They will “review and evaluate, from a human rights perspective, the circumstances surrounding the killing of Kashoggi,” according to a statement from the Office of the U.N. High Commissioner for Human Rights, or OHCHR, which provides investigative support. Callamard will assess how governments responded and try to determine the identities and nationalities of all those who were responsible for the killing.
“The inquiry will also seek to identify ways by which states can strengthen fulfillment of their international commitments to protect the right to life, prevent violations and ensure accountability,” she said.
The investigation’s finding will be reported to the Human Rights Council at its June session. The Geneva-based body, which meets for month-long sessions several times a year, is considered the world’s top international forum for promoting and protecting human rights.
Callamard’s actions come three months after demands began mounting among international organizations that promote press freedom and human rights for a U.N.-led independent investigation into Khashoggi’s murder. The Washington Post columnist was killed inside the Saudi Consulate in Istanbul, Turkey on October 2.
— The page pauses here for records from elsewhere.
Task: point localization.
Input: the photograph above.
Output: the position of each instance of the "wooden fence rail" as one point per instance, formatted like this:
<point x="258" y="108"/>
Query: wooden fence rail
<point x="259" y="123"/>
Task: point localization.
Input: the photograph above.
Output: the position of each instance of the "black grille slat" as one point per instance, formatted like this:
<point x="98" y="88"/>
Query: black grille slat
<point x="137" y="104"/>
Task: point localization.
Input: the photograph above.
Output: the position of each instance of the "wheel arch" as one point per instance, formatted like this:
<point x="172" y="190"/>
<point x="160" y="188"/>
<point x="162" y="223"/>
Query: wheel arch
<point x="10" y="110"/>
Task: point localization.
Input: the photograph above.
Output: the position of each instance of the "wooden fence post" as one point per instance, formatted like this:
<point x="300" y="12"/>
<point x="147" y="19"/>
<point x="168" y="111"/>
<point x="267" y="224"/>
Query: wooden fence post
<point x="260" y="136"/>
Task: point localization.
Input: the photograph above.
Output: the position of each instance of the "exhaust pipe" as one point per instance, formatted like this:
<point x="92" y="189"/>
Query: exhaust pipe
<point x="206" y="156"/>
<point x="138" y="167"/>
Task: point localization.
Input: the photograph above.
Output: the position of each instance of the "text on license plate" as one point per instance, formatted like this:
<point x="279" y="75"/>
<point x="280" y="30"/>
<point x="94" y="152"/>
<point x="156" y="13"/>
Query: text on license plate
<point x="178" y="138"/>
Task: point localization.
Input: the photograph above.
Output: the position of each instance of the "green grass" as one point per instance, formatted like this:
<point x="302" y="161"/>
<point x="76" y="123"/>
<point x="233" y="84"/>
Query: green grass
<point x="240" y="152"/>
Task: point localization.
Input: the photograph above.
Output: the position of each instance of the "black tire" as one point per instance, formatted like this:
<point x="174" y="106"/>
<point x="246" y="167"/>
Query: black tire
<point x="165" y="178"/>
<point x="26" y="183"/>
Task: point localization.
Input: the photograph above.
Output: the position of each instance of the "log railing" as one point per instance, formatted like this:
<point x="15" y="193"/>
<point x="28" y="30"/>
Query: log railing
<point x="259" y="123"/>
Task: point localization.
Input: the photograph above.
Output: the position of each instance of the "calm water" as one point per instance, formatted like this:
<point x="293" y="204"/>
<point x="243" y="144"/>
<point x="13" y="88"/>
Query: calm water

Turkish officials called for an international investigation and complained that Saudi Arabia had been less than cooperative. The kingdom indicted 11 people in the killing, including some from the prince’s entourage, and was seeking the death penalty against five of them.
Callamard, who directs Columbia University’s Global Freedom of Expression and worked with British human rights organization Article 19 and Amnesty International, told a U.N. press briefing in October that she believed Khashoggi’s death was an extrajudicial killing.
“Even Saudi Arabia itself has admitted that the crime was premeditated, that it involved state officials, that whether or not they acted in the name of the state — that remains to be discussed and investigated,” Callamard said.
“But from where I sit, from the standpoint of international human rights law,” she said, “these bear all the hallmarks of extrajudicial executions, and until I am proven otherwise, I will have to assume that this is the case.”
A leading voice of dissent silenced
In November, Callamard and two other special rapporteurs for freedom of expression and enforced disappearances sent a letter to U.N. Secretary-General António Guterres.
They asked him to use his authority to establish an independent U.N.-led investigation into the crime. “We believe that such an investigation is critical to uncovering the truth of what happened to Mr. Khashoggi and determining consequences for his killing,” they wrote.
After the 59-year-old writer vanished inside the consulate, it took 17 days for Saudi officials to acknowledge he died there. U.N. human rights chief Michele Bachelet, who heads OHCHR, has said Khashoggi’s family and the world deserve to know the truth about his apparent assassination and dismemberment by a Saudi hit squad.
Khashoggi, who was born into a privileged family in 1958, had a circle of relations that included Princess Diana’s boyfriend Dodi Fayed and Saudi arms dealer Adnan Khashoggi. He graduated from Indiana State University and worked for several Saudi-based Arabic and English-language newspapers.
He had close ties to the royal family, working as an adviser to a former intelligence chief. He became a respected voice of moderation in the Arab world and a strong critic of Saudi Arabia’s crown prince Mohammed Bin Salman for silencing opposition and entangling Yemen’s conflict.
With two sons and two daughters from a first marriage, Khashoggi was planning to get remarried to his fiancée Hatice Cengiz, a doctoral student at a university in Istanbul, the day after he entered the consulate. He had gone previously to the consulate to get a document that he needed, but was told to return.
When he did, he was suspicious, because he stationed Cengiz outside the consulate with two mobile phones and instructed her to call an adviser to the Turkish president if he did not reappear. She waited more than 10 hours, and returned the next morning when he had still not come out.